Rafa Benitez and Alex Ferguson first met in 1999, when the Spaniard and his then assistant, Pako Ayesteran, having just left Extramadura, spent a week at Manchester United's training ground at Carrington absorbing the methods being employed then.

Even in the early months after Benitez had been appointed as Liverpool manager in 2004, their relationship remained healthy and they once sat next to each other on a flight to Geneva, sharing a genial conversation about football.

Liverpool won the Uefa Champions League that season, to which Ferguson responded by sending Benitez a letter that outlined in detail the tactical reasons for the second-half turnaround.

"He can teach me more than I can teach him," Benitez said.

First cracks

The first signs of disharmony came in 2007 when Benitez tried to sign the Argentine defender Gabriel Heinze from United – something that would have made him the first player to transfer directly between United and Liverpool since Phil Chisnall in 1964.

Ferguson became irritated and accused Liverpool of making an illegal approach. Later that year, though, when it emerged that the Liverpool owners, Tom Hicks and George Gillett, had held talks with Jurgen Klinsmann about replacing Benitez, Ferguson was staunch in his defence of the Spaniard calling the owners' action "a bad piece of business".

Open conflict

When Ferguson feels threatened, he lashes out. Since taking over at United, he has feuded with Kenny Dalglish, Kevin Keegan and Arsene Wenger, as well as Benitez.

If a team begins to challenge his team, he targets the manager – something only Jose Mourinho has really managed to avoid. And in 2008/09, Liverpool did pose a serious threat to United.
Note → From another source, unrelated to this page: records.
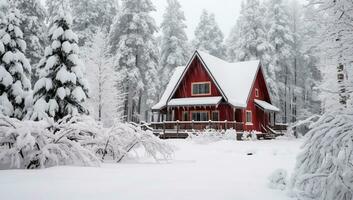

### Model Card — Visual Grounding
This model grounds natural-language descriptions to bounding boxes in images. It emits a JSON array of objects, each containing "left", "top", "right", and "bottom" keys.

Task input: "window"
[
  {"left": 212, "top": 111, "right": 219, "bottom": 121},
  {"left": 255, "top": 88, "right": 259, "bottom": 97},
  {"left": 191, "top": 82, "right": 211, "bottom": 96},
  {"left": 183, "top": 111, "right": 190, "bottom": 121},
  {"left": 246, "top": 110, "right": 252, "bottom": 124},
  {"left": 192, "top": 111, "right": 208, "bottom": 121}
]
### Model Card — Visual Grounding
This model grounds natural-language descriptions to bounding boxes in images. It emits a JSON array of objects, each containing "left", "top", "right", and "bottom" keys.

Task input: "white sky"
[
  {"left": 41, "top": 0, "right": 306, "bottom": 39},
  {"left": 152, "top": 0, "right": 242, "bottom": 39}
]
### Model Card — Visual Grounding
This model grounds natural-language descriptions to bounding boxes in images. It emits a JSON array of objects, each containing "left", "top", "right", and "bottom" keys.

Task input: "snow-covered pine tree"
[
  {"left": 96, "top": 0, "right": 119, "bottom": 33},
  {"left": 109, "top": 0, "right": 159, "bottom": 121},
  {"left": 31, "top": 12, "right": 88, "bottom": 120},
  {"left": 83, "top": 31, "right": 125, "bottom": 127},
  {"left": 227, "top": 0, "right": 278, "bottom": 109},
  {"left": 160, "top": 0, "right": 189, "bottom": 88},
  {"left": 14, "top": 0, "right": 47, "bottom": 83},
  {"left": 290, "top": 0, "right": 353, "bottom": 200},
  {"left": 288, "top": 0, "right": 321, "bottom": 122},
  {"left": 70, "top": 0, "right": 99, "bottom": 46},
  {"left": 0, "top": 8, "right": 32, "bottom": 119},
  {"left": 228, "top": 0, "right": 271, "bottom": 64},
  {"left": 266, "top": 0, "right": 293, "bottom": 123},
  {"left": 45, "top": 0, "right": 71, "bottom": 23},
  {"left": 192, "top": 10, "right": 226, "bottom": 58}
]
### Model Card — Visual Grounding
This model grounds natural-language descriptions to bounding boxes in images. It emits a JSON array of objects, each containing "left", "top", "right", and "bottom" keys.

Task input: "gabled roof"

Ferguson riled Benitez by saying, "there's no doubt in the second half of the season they will get nervous". He also questioned Liverpool's spending, noting snidely that was "Benitez's way".

The 'facts rant'

Interpretations vary on what happened on January 9, 2009, but what is sure is that it marked a point from which the Benitez-Ferguson rivalry could never recover.

Benitez listed, point by painful point, all the ways in which he believed Ferguson and United enjoyed preferential treatment from the football authorities, punctuating his assertions with repeated insistences that these were "facts".
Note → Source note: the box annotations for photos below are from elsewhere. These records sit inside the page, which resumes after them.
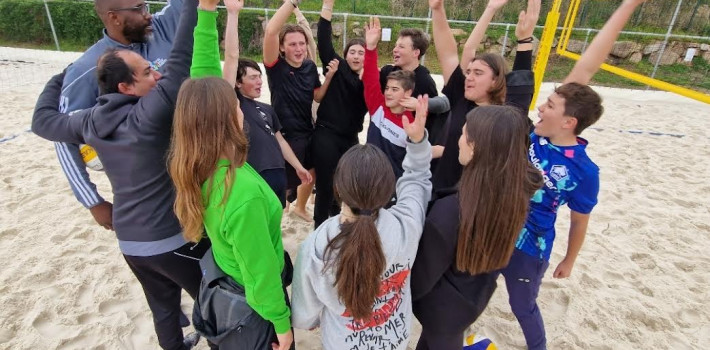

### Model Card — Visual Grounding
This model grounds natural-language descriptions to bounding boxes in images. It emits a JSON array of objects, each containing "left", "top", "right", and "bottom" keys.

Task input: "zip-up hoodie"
[
  {"left": 32, "top": 0, "right": 197, "bottom": 256},
  {"left": 291, "top": 135, "right": 431, "bottom": 350}
]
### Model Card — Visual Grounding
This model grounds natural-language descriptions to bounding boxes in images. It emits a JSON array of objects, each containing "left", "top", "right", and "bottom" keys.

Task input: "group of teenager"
[{"left": 32, "top": 0, "right": 643, "bottom": 349}]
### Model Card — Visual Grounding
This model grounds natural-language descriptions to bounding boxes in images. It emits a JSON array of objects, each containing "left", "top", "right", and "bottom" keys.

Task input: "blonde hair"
[{"left": 168, "top": 77, "right": 248, "bottom": 242}]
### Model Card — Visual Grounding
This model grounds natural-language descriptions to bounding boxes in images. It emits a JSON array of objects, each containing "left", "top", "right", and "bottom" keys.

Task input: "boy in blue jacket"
[{"left": 502, "top": 0, "right": 644, "bottom": 350}]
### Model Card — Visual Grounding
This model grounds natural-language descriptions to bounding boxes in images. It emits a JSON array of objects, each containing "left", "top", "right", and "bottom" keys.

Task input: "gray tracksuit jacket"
[
  {"left": 32, "top": 0, "right": 197, "bottom": 256},
  {"left": 54, "top": 0, "right": 184, "bottom": 208}
]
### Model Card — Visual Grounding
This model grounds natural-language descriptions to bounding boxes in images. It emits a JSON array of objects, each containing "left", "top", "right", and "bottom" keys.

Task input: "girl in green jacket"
[{"left": 169, "top": 0, "right": 293, "bottom": 350}]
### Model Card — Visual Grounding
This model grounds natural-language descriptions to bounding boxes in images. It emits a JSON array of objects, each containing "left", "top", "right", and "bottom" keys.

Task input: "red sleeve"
[
  {"left": 362, "top": 49, "right": 385, "bottom": 115},
  {"left": 264, "top": 57, "right": 279, "bottom": 68}
]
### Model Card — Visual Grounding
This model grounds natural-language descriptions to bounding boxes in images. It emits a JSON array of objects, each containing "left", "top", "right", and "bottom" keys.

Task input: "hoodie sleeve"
[
  {"left": 362, "top": 49, "right": 385, "bottom": 115},
  {"left": 226, "top": 198, "right": 291, "bottom": 334},
  {"left": 389, "top": 132, "right": 431, "bottom": 241},
  {"left": 32, "top": 73, "right": 91, "bottom": 143},
  {"left": 291, "top": 233, "right": 324, "bottom": 329},
  {"left": 152, "top": 0, "right": 185, "bottom": 42},
  {"left": 190, "top": 9, "right": 222, "bottom": 79}
]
Whether it marked a meltdown, as many claimed, is less certain. Rather, like Benitez's attack on Chelsea's fans and directors last week, it was measured and preplanned; he clearly felt he was in a position of strength and that it was time to fight back.
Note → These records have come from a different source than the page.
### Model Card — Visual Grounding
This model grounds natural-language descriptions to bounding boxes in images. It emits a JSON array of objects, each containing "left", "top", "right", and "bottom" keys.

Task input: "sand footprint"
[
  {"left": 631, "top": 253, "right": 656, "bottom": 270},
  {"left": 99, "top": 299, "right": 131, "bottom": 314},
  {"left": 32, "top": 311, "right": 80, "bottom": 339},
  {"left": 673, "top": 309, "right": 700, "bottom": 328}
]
Certainly it was nothing like Keegan's "I would love it" tirade at Newcastle United in 1996, which really did expose a manager losing it under pressure.

Benitez's end at Liverpool

"I would need to read more of Freud before I could understand all that went on in his head," Ferguson said.

Liverpool failed to back up their manager, taking just 13 points from the next eight games. They did win 4-1 at Old Trafford but it did not matter: United went on to win the league by four points as Ferguson accused Benitez of "arrogance" and "contempt" in his attitude to the then Blackburn Rovers manager Sam Allardyce and Everton's David Moyes.

When Benitez left the club in the summer of 2009, Ferguson, barely hiding his satisfaction, noted that everybody had expected it to happen. It should be said, though, that in May 2009, when Ferguson's grandson was injured in a car crash, Benitez wrote to him offering support; it may be that much of the sparring is public posturing.

Benitez at Chelsea

Since Benitez returned to English football, he and Ferguson have largely avoided each other. Ferguson described Benitez as "lucky" to have the chance to win a second Club World Cup to go with the one he collected at Inter Milan – on both occasions having been appointed after the Champions League win that secured qualification.

And, in January, Benitez said it was "obvious" that Ferguson still influences officials. There has been a basic civility in the build-up to this game, although Ferguson was splendidly dismissive in dealing with a question about Benitez in his pre-match press conference.

"I'm not going to kick anyone when they're lying down," he said. "It's not my style."